In any case, in four of five games against the Giants, the Pirates resembled an actual MLB baseball team. Seriously, they did. The defending batting champion hit like a defending batting champion, and amazingly enough, the Pirates were able to string together series of hits and score runs. For four games, the pitching did what it needed to do against a Giants lineup (in the Morris start, the bullpen did) that's probably close to the Pirates in terms of comical ineptitude.
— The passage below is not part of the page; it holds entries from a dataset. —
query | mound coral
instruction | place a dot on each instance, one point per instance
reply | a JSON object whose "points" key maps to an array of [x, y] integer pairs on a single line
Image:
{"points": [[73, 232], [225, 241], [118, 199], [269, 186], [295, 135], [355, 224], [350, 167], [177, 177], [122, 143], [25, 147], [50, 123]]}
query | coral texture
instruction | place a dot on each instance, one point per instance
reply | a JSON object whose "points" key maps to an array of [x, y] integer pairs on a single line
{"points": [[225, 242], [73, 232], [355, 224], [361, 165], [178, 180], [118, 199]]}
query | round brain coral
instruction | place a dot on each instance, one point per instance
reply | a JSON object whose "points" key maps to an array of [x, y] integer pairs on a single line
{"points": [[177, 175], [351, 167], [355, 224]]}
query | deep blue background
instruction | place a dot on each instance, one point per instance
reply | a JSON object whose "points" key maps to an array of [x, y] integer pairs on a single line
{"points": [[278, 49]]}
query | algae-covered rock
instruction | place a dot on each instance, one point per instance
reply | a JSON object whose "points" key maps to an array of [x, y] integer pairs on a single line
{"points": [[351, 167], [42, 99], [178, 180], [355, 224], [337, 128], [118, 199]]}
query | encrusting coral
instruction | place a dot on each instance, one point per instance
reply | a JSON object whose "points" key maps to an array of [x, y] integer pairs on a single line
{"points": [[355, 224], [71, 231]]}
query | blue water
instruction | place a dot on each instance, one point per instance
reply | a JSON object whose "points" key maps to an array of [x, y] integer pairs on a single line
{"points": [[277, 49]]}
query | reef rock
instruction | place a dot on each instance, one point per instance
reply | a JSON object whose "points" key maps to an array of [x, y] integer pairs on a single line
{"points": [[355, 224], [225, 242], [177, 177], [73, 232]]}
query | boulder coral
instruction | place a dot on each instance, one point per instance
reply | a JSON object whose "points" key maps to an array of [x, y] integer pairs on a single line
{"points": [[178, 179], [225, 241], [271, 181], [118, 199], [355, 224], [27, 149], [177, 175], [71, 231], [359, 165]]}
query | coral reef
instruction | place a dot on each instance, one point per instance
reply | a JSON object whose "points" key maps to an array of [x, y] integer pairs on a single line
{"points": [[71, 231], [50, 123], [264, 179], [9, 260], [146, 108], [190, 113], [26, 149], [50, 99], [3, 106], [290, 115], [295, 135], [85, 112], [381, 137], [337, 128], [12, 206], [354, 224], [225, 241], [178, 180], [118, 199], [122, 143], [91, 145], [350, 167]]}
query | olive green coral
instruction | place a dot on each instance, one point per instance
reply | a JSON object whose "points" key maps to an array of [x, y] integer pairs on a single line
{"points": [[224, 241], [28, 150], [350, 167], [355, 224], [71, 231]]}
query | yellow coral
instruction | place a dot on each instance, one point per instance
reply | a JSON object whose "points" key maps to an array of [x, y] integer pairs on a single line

So, even as I couldn't believe my eyes as the Pirates mounted a comeback against the Giants, even as I doubted that the team had won 4 games in a row, I realized something very basic, something which baffled the Bucco announcers all weekend when comparing San Francisco statistics to those of Arizona, and here is that basic realization: The Giants are bad. The Giants are very, very bad. Remove Barry Bonds from that lineup, and the Giants are worse than the Pirates. Sure, apparently on a statistical level (see: certain ERA's of young starting pitchers) some things are working appropriately, except for the fact that none of those things that are working are working well enough to win. Look at the Giants' won-loss record. It's putrid. And thus comes the truth.

The Pirates weren't teasing me. They only looked like a MLB team because they were playing a team that, sans Bonds, is, like them, a sad facsimile of a legitimate MLB team and, at best, a AAA plus team masquerading as a MLB team while wearing big league uniforms.